Thank you. We have a question from Shaul Eyal from Cowen.

Elad Sharon, CEO

Shaul, we can’t hear you.

Shaul Eyal, Analyst

Apologies. I was muted. I'm sorry. Yeah, I apologize in advance if the question was already answered; I was a little late to the call start. In terms of the subscription transition, what's the timeframe you have in mind for it?

Elad Sharon, CEO

I believe it will be similar to the transition to software models, so it will be about three to four years to execute that. The reason for that is that it involves changes in the go-to-market strategy and the pace of the adoption of customers, mainly governmental customers, to shift to subscriptions. We have a strong remaining performance obligation that we need to deliver, which currently comprises a larger portion of professional licenses. It will take a few weeks to finalize this transition.
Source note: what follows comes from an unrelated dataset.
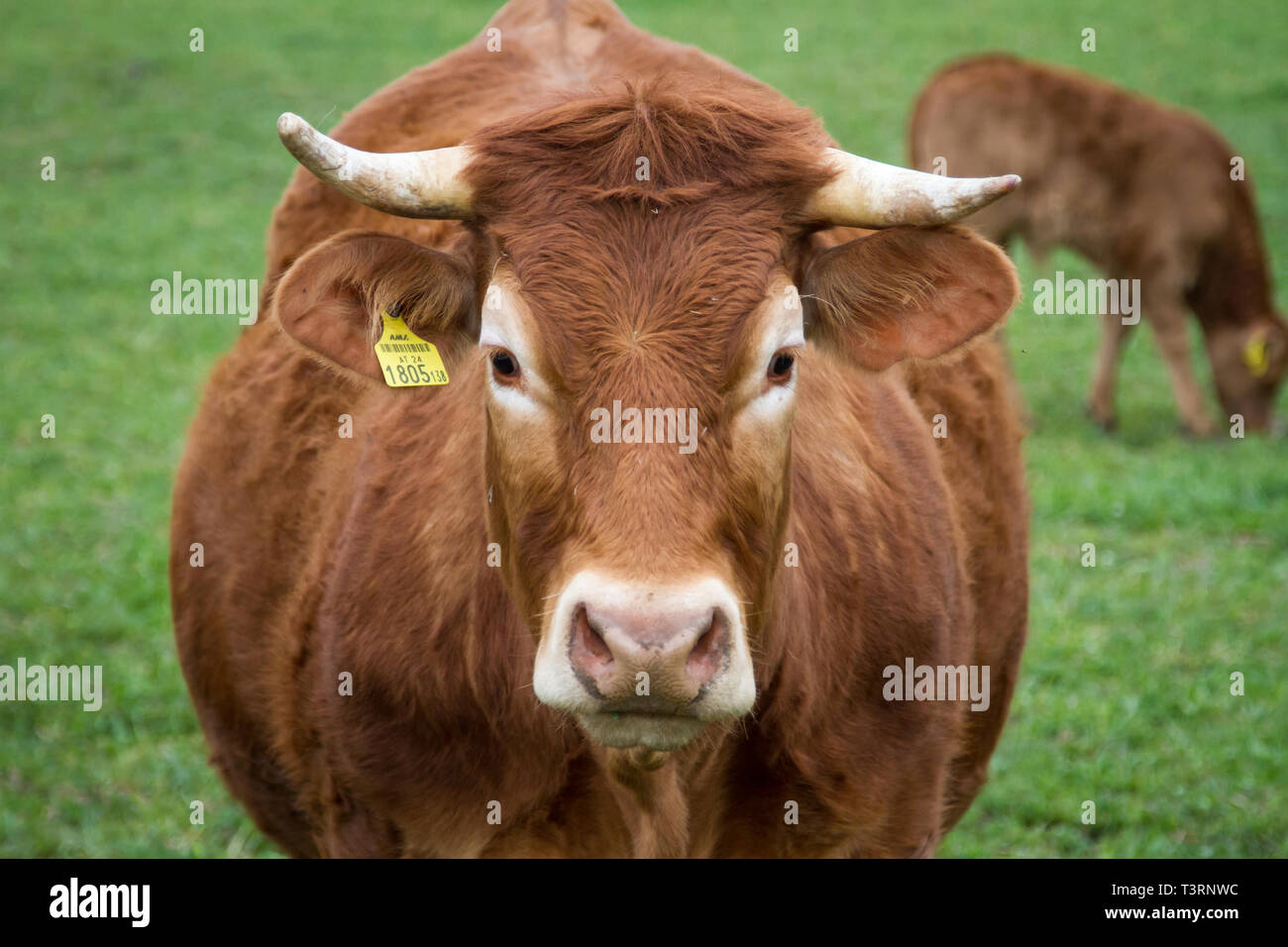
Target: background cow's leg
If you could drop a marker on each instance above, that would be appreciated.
(1113, 339)
(1168, 317)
In the short term, we do not expect any material impact on our business. In the mid and longer term, we believe that we will see more recurring revenue and more subscriptions, which is very beneficial as we plan to improve our visibility on business and accelerate growth over time.

Shaul Eyal, Analyst

Got it. Thank you so much.

Elad Sharon, CEO

Thank you.

Operator, Operator

Thank you. At this moment, we have no further questions. I would like to turn the call back to Mr. Frankel for final remarks.

Operator, Operator

Thanks, operator. And thank you everyone for joining us today. I look forward to speaking to you again soon. Have a good day.